処分を食らった三菱UFJの「内部不和」という不良債権

執筆者:村山敦 2007年4月号
カテゴリ: 経済・ビジネス 金融

 三菱UFJフィナンシャル・グループ(MUFG)の誕生から一年。資産規模二百兆円に迫る世界最大の金融グループが迷走している。 その象徴が、二月十五日に金融庁が下した一部業務停止を含む重い行政処分だ。
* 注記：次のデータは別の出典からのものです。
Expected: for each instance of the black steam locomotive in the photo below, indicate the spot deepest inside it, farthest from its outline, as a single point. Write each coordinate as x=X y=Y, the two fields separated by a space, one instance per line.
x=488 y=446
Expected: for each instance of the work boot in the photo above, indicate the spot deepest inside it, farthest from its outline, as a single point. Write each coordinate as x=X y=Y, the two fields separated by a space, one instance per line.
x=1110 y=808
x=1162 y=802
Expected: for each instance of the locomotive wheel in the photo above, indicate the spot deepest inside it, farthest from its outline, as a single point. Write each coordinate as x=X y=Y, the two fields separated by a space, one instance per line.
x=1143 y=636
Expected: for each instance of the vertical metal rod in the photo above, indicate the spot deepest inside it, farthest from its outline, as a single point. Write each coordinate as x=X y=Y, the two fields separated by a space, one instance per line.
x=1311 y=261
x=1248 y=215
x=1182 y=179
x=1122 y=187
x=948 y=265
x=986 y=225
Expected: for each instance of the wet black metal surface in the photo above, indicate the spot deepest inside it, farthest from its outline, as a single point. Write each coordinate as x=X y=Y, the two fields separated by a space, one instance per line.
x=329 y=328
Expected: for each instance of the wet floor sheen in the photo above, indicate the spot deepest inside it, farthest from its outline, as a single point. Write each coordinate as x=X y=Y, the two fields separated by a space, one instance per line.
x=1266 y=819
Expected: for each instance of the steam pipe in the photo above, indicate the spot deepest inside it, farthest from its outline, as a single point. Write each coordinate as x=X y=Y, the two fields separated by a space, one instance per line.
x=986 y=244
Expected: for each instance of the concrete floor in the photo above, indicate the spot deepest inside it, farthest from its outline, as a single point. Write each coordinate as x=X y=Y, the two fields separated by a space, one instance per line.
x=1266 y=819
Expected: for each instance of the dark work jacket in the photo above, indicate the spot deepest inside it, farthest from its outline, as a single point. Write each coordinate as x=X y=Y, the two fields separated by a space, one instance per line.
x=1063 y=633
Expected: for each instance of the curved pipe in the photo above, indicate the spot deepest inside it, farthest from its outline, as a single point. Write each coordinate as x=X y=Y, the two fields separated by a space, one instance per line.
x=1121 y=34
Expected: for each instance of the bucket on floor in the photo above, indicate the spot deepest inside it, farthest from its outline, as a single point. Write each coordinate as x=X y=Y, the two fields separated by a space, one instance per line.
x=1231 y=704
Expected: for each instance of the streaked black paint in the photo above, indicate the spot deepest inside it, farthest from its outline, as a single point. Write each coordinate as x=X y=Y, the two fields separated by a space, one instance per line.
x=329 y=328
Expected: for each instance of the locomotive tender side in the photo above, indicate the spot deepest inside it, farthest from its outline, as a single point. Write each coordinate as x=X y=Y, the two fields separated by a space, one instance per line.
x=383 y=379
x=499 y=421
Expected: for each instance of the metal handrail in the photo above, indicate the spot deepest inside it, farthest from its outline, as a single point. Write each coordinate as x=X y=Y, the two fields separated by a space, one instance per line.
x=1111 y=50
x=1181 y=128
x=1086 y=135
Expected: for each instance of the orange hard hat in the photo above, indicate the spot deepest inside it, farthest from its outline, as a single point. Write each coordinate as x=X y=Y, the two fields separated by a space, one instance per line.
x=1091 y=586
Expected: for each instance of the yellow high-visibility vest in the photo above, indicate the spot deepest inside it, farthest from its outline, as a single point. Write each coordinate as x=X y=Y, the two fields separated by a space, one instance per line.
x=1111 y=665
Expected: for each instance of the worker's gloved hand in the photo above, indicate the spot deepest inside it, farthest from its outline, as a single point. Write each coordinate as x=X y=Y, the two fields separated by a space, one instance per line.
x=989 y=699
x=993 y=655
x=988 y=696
三菱東京UFJ銀行の淡路支社(旧三和銀の支店)が大阪市の財団法人「飛鳥会」の元理事長(元暴力団員)の横領事件に関与したにもかかわらず、経営責任の所在を明らかにせず行内処分も下さなかった点を咎められた。 第一報は一月二十七日に報じられたが、金融庁が実際に行政処分を下したのは三週間後。金融庁のある幹部は「実は、第一報が出た時点では、具体的な処分までは検討していなかった」と証言する。関係者の話をまとめると、金融庁は同行に対し、飛鳥会問題に対する内部処分などの遅れを再三注意していたようだ。だが、同行内部では、旧UFJ銀サイドから「淡路支社はとっくに閉鎖されている。今さら何を騒いでいるのか」との声が出ていた。また、経営統合後に飛鳥会問題の責任者を旧三菱銀の人間が務めていたことから、旧三菱サイドに「なぜ、旧UFJ銀の案件でこっちの人間も処分を受けなければならないのか」といった反発もあり、一年近くも行内処分に踏み切れずにいた。そこに、金融庁から「このままでは厳しい処分を取らざるを得ない」との通告があり、「金融庁が業務停止命令を検討しているとの話が行内で一気に広まった。これが結果的に報道に結びつき、金融庁もあとに引けなくなったようだ」(同行関係者)という。